Resumindo: os fatos mediúnicos não podem dar-se sem o concurso consciente, ou inconsciente, dos médiuns; e somente entre os encarnados, Espíritos como nós, podemos encontrar os que nos sirvam de médiuns. Quanto a educar cães, pássaros, ou outros animais, para fazerem tais ou tais exercícios, é trabalho vosso e não nosso.
Erasto. n
Observação. – A propósito da discussão que ocorreu na Sociedade, sobre a mediunidade dos animais, disse o Sr.
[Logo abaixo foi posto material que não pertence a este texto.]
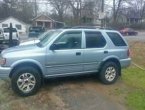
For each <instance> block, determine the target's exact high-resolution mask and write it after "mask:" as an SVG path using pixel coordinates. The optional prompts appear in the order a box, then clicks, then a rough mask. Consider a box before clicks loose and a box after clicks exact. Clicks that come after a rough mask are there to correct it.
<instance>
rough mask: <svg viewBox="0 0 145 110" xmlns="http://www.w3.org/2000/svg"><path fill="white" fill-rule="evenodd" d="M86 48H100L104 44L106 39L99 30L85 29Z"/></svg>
mask: <svg viewBox="0 0 145 110" xmlns="http://www.w3.org/2000/svg"><path fill="white" fill-rule="evenodd" d="M85 36H86V48H102V47H104V46H105V45H106V40H105V38H104V37H103V35H102V33H101V32H91V31H86V32H85Z"/></svg>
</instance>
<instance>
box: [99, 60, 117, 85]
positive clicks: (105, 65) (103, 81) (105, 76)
mask: <svg viewBox="0 0 145 110" xmlns="http://www.w3.org/2000/svg"><path fill="white" fill-rule="evenodd" d="M118 77H119V67H118V65H117V64H116V63H114V62H106V63H105V64H104V65H103V67H102V69H101V71H100V76H99V78H100V80H101V82H102V83H104V84H112V83H115V82H116V80H117V79H118Z"/></svg>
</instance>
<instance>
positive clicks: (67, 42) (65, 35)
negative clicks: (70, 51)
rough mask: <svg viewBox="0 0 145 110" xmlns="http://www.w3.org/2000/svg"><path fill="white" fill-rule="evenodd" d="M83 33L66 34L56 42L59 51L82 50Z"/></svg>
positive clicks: (61, 35) (74, 32) (64, 34)
mask: <svg viewBox="0 0 145 110" xmlns="http://www.w3.org/2000/svg"><path fill="white" fill-rule="evenodd" d="M81 41H82V32H81V31H77V32H66V33H64V34H62V35H61V36H60V37H59V38H58V39H57V40H56V41H55V42H54V44H56V45H57V46H58V49H59V50H62V49H81Z"/></svg>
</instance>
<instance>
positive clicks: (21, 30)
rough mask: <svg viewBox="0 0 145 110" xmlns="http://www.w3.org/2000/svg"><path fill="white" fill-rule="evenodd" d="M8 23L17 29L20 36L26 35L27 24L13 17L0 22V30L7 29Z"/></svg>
mask: <svg viewBox="0 0 145 110" xmlns="http://www.w3.org/2000/svg"><path fill="white" fill-rule="evenodd" d="M10 23H12V26H13V27H14V28H17V30H18V32H19V33H20V34H25V33H26V31H27V27H28V26H27V24H26V23H24V22H22V21H20V20H18V19H17V18H14V17H8V18H6V19H4V20H2V21H0V28H6V27H9V26H10Z"/></svg>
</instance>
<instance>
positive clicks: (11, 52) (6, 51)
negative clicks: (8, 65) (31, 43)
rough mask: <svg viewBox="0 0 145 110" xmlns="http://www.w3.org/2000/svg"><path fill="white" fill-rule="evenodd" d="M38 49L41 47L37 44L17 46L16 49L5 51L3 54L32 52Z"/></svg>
mask: <svg viewBox="0 0 145 110" xmlns="http://www.w3.org/2000/svg"><path fill="white" fill-rule="evenodd" d="M38 48H39V47H38V46H37V45H36V44H29V45H21V46H16V47H11V48H8V49H5V50H3V51H2V54H7V53H12V52H23V51H31V50H34V49H38Z"/></svg>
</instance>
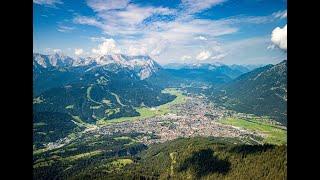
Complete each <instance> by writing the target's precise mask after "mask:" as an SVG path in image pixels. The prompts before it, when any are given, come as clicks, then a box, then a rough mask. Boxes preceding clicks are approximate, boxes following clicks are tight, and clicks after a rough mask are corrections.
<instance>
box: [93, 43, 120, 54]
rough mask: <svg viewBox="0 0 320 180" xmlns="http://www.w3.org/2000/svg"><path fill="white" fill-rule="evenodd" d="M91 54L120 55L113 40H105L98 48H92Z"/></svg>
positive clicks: (118, 48) (115, 44) (101, 43)
mask: <svg viewBox="0 0 320 180" xmlns="http://www.w3.org/2000/svg"><path fill="white" fill-rule="evenodd" d="M92 53H94V54H97V55H106V54H115V53H120V49H119V48H118V47H117V46H116V42H115V41H114V40H113V39H106V40H104V42H102V43H101V44H99V45H98V48H96V49H95V48H93V49H92Z"/></svg>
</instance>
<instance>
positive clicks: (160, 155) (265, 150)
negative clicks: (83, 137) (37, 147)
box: [34, 137, 287, 179]
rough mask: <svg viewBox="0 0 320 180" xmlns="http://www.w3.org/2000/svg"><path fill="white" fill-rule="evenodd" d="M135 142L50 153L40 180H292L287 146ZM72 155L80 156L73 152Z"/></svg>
mask: <svg viewBox="0 0 320 180" xmlns="http://www.w3.org/2000/svg"><path fill="white" fill-rule="evenodd" d="M115 139H116V141H115ZM130 139H132V138H130V137H127V138H123V137H121V141H118V142H117V140H120V137H118V138H117V137H116V138H113V139H112V138H108V139H105V140H104V141H101V143H99V144H97V146H96V147H92V146H87V145H86V144H83V142H82V143H80V142H79V143H80V144H79V145H82V146H85V147H86V148H82V149H83V150H81V149H79V148H78V147H79V146H75V145H73V146H70V147H69V148H68V149H70V150H68V151H63V150H62V149H61V150H58V151H55V152H50V153H47V155H46V156H43V155H42V159H41V156H40V155H37V156H36V158H37V160H36V163H35V165H34V167H35V171H34V173H35V177H37V178H38V179H45V178H46V175H48V174H49V175H50V172H51V173H52V172H54V174H55V177H60V178H62V177H63V178H67V179H123V178H124V179H186V178H187V179H286V177H287V174H286V170H287V167H286V164H287V159H286V153H287V152H286V146H274V145H240V144H238V143H239V142H238V141H237V140H236V139H226V138H200V137H199V138H184V139H177V140H174V141H169V142H166V143H162V144H157V145H152V146H150V147H149V148H147V149H146V147H144V146H141V145H139V143H137V142H132V143H130V141H131V140H130ZM101 140H102V139H101ZM106 140H107V141H106ZM89 142H91V143H92V141H89ZM106 142H108V146H106V148H107V149H108V150H109V152H110V153H108V151H104V150H103V149H104V148H103V144H105V143H106ZM128 143H129V144H130V145H128ZM125 144H127V145H125ZM123 145H124V146H123ZM99 148H100V149H99ZM71 149H76V150H73V151H71ZM145 149H146V150H145ZM89 152H90V153H89ZM50 154H51V155H50ZM50 156H51V157H50ZM44 159H47V161H44ZM68 167H69V168H68ZM65 168H66V170H64V169H65Z"/></svg>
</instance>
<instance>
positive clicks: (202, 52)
mask: <svg viewBox="0 0 320 180" xmlns="http://www.w3.org/2000/svg"><path fill="white" fill-rule="evenodd" d="M210 56H211V53H210V52H209V51H202V52H200V53H199V54H198V55H197V57H196V59H197V60H200V61H203V60H207V59H208V58H209V57H210Z"/></svg>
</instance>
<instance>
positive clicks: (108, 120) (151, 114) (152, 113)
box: [97, 88, 186, 125]
mask: <svg viewBox="0 0 320 180" xmlns="http://www.w3.org/2000/svg"><path fill="white" fill-rule="evenodd" d="M162 92H163V93H169V94H172V95H175V96H177V97H176V98H175V99H174V100H173V101H171V102H168V103H166V104H163V105H160V106H157V107H153V108H149V107H137V108H135V109H136V111H137V112H139V114H140V115H139V116H134V117H121V118H116V119H111V120H100V121H97V125H107V124H112V123H119V122H124V121H133V120H138V119H144V118H150V117H155V116H159V115H164V114H167V113H170V112H171V110H170V106H172V105H174V104H181V103H184V102H186V96H185V95H183V94H182V93H181V92H180V91H179V90H176V89H174V88H167V89H165V90H163V91H162Z"/></svg>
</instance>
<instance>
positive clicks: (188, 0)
mask: <svg viewBox="0 0 320 180" xmlns="http://www.w3.org/2000/svg"><path fill="white" fill-rule="evenodd" d="M225 1H226V0H201V1H199V0H182V1H181V2H182V5H183V6H185V8H186V11H187V12H188V13H196V12H200V11H203V10H206V9H209V8H211V7H213V6H215V5H218V4H221V3H223V2H225Z"/></svg>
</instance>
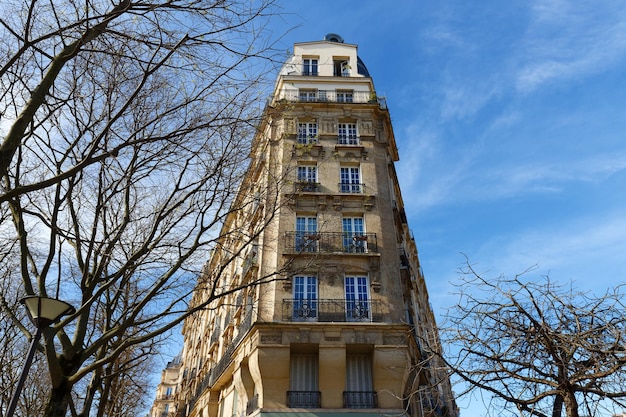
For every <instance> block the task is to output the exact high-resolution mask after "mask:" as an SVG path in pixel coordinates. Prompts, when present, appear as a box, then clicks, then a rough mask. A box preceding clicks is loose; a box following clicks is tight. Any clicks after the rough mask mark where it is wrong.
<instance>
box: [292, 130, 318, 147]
mask: <svg viewBox="0 0 626 417" xmlns="http://www.w3.org/2000/svg"><path fill="white" fill-rule="evenodd" d="M296 139H297V140H298V143H299V144H301V145H317V144H318V143H319V136H318V135H307V134H305V133H298V135H297V137H296Z"/></svg>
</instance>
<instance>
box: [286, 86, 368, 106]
mask: <svg viewBox="0 0 626 417" xmlns="http://www.w3.org/2000/svg"><path fill="white" fill-rule="evenodd" d="M275 99H276V100H285V101H301V102H313V103H315V102H331V103H345V102H348V99H347V98H346V96H345V93H344V92H342V91H339V94H337V91H336V90H302V91H300V90H298V89H294V88H284V89H283V90H281V91H280V92H279V93H278V96H276V97H275ZM377 102H378V100H377V97H376V93H375V92H374V91H353V92H352V101H351V103H377Z"/></svg>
Allan Kardec ter observado muito atentamente as experiências feitas nestes últimos tempos em aves, às quais se atribuía a faculdade mediúnica, acrescentando ter reconhecido, de maneira incontestável, os processos da prestidigitação, isto é, das cartas marcadas, n empregadas com muita habilidade, para darem ilusão ao espectador que, sem se preocupar com o fundo, contenta-se apenas com a aparência. Efetivamente, essas aves fazem coisas que nem o mais inteligente dos homens, nem mesmo o sonâmbulo mais lúcido poderiam fazer, levando-se a concluir que seriam dotadas de faculdades intelectuais superiores às do homem e assim contrariando as leis da Natureza. O que mais se deve admirar em tais experiências é a arte, a paciência que foi preciso desenvolver para adestrar esses animais, tornando-os dóceis e atentos. Para obter tais resultados, certamente foi necessário ocupar-se com naturezas flexíveis, mas, em última análise, só com animais amestrados, nos quais há mais hábito do que combinações. E a prova disso é que, se deixam de treiná-los durante algum tempo, logo perdem o que aprenderam. O encanto dessas experiências, como o de todas as manobras de prestidigitação, está no segredo dos processos utilizados. Uma vez conhecido o processo, perdem todo o seu atrativo; foi o que aconteceu quando os saltimbancos quiseram imitar a lucidez sonambúlica pelo pretenso fenômeno a que chamavam dupla vista. Nesse caso, não pode haver ilusão para quem quer que conheça as condições normais do sonambulismo. Dá-se o mesmo com a pretensa mediunidade das aves, facilmente percebida por qualquer observador experiente.
[1] N. do T.: Vide O Livro dos Médiuns, 2ª parte, capítulo XXII, item 236.
[2]
[v. Thomas
Erasto.]
[3] N. do T.: Carte forcée, no original = constrangimento. No contexto da frase, traduzimos por cartas marcadas.